Thursday, February 5, 2015

Noble will retire 3 semi-submersible drilling rigs due to $595 million in fourth quarter losses

Noble will retire 3 semi-submersible drilling rigs due to $595 million in fourth quarter losses



Published in Oil Industry News on Thursday, 5 February 2015

Graphic for Noble Retire 3 Rigs in Oil and Gas News
Drilling contractor Noble Corporation has informed that the company will retire three of its semi-submersible drilling rigs, Noble Paul Wolff, Noble Driller and Noble Jim Thompson.

Noble Corporation also reported a fourth quarter 2014 loss from continuing operations of $595 million, or $2.38 per diluted share. Results for the quarter included an after-tax charge of $713 million, or $2.86 per diluted share, relating to the impairment of three rigs and the company’s total goodwill balance.

David W. Williams, Chairman, President and Chief Executive Officer of Noble Corporation, noted: “Rapidly declining crude oil prices during the fourth quarter further aggravated the offshore supply imbalance and contributed to an increasingly difficult environment for securing new contract commitments from our customers. Our financial performance in the quarter included an increase in idle time on several rigs, lower average daily revenues and margin contraction.

"Our decision to retire and recognize a non-cash charge with respect to three of our semi-submersibles in the quarter was based on revised assumptions on each rig’s future marketability in light of their age, technical features, and capital requirements in the context of the future supply of competitive rigs.”

“These rig retirements will reduce the average age of a fleet whose concentration of premium assets is already among the industry’s highest.

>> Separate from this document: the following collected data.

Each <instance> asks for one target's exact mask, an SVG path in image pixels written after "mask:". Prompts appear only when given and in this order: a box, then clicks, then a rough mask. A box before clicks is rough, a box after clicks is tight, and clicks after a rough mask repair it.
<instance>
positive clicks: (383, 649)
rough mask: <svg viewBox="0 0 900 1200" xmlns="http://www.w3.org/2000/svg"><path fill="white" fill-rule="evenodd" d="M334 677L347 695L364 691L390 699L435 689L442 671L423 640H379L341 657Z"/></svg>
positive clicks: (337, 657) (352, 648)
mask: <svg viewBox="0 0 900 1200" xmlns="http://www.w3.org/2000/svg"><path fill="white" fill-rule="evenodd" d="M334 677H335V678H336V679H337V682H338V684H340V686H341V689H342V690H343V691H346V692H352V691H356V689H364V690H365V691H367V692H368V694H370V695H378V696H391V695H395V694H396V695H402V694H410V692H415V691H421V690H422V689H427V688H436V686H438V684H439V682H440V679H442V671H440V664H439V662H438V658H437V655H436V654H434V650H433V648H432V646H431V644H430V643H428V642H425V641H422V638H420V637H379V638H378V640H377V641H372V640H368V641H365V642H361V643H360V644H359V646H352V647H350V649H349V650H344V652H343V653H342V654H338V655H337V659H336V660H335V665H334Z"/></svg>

We will continue to evaluate the fleet in 2015 as we work to opportunistically position the company ahead of the next cyclical upturn.”

With respect to the company’s decision to retire the Noble Jim Thompson, Noble and its customer have agreed to substitute the semi-submersible Noble Paul Romano to execute the previously announced contract award covering four wells, or a primary term of up to one year in the U.S. Gulf of Mexico. The Noble Paul Romano will mobilize from its current location in the Canary Islands and is expected to start operations on or around September 1, 2015, following a period to complete contract preparations. The dayrate for the primary term of the contract will remain $300,000.

Operating Highlights
The company’s total contract backlog at December 31, 2014 was an estimated $10.1 billion compared to $10.6 billion at September 30, 2014. Backlog depletion was partially offset by new contracts in the quarter that added approximately $342 million due significantly to three-year contract extensions on the Middle East-based jack-ups Noble Gene House and Noble Joe Beall at dayrates of $143,000 each.

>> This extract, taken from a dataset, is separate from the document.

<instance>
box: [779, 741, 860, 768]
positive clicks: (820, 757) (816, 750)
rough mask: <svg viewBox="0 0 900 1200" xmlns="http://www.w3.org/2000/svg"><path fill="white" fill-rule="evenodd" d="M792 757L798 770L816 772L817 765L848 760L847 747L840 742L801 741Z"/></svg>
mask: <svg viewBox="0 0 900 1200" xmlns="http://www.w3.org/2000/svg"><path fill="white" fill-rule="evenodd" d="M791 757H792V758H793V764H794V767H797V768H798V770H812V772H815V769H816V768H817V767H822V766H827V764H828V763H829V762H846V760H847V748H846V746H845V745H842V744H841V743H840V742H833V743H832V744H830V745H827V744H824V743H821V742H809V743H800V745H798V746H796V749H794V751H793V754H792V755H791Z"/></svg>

Utilization of the company’s floating rig fleet (semi-submersibles and drillships) declined to 78 percent in the fourth quarter compared to 80 percent in the third quarter.

Utilization of the company’s jack-up rig fleet was 90 percent in the fourth quarter compared to 91 percent in the third quarter.

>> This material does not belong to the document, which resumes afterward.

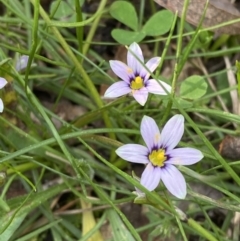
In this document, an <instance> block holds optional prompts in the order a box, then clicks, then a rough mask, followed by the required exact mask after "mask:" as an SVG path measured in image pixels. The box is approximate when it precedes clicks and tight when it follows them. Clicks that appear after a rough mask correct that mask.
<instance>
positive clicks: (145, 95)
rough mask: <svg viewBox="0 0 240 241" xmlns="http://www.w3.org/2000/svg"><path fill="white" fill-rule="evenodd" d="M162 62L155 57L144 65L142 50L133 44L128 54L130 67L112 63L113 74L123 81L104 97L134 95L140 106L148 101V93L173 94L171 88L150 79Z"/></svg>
mask: <svg viewBox="0 0 240 241" xmlns="http://www.w3.org/2000/svg"><path fill="white" fill-rule="evenodd" d="M160 60H161V58H160V57H154V58H151V59H150V60H149V61H148V62H147V63H146V64H144V58H143V54H142V50H141V49H140V47H139V45H138V44H137V43H132V44H131V45H130V46H129V50H128V53H127V64H128V65H126V64H125V63H123V62H121V61H118V60H111V61H110V66H111V68H112V70H113V72H114V73H115V74H116V75H117V76H118V77H119V78H121V79H122V81H118V82H116V83H114V84H112V85H111V86H110V87H109V88H108V89H107V90H106V92H105V94H104V97H107V98H115V97H119V96H122V95H126V94H132V95H133V97H134V98H135V99H136V101H137V102H138V103H139V104H140V105H144V104H145V103H146V101H147V98H148V93H153V94H157V95H167V94H168V93H170V92H171V86H170V85H168V84H166V83H164V82H162V81H158V80H155V79H151V78H150V75H151V73H152V72H153V71H154V70H155V69H156V68H157V66H158V64H159V63H160ZM149 71H150V72H149Z"/></svg>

At December 31, 2014, 81 percent of the company’s available rig operating days were committed for 2015, including 80 percent of floating rig days and 82 percent of jack-up rig days. For 2016, an estimated 52 percent of available rig operating days are committed, consisting of 58 percent and 46 percent of floating and jack-up rig days, respectively.

Outlook
Williams closed by stating, “We face this period of market uncertainty with 81 percent of our fleet operating days under contract in 2015 and a $10.1 billion backlog that is expected to provide almost $3.0 billion in gross revenues over the year. We possess a sound balance sheet and ample liquidity and we will continue to focus on capital discipline and preservation of liquidity through the cycle.

“Finally, an opportune and significant decline in capital expenditures compared to levels experienced over the past three years is expected to allow for positive free cash flow in 2015, providing the company attractive financial flexibility during a period of increased market uncertainty.”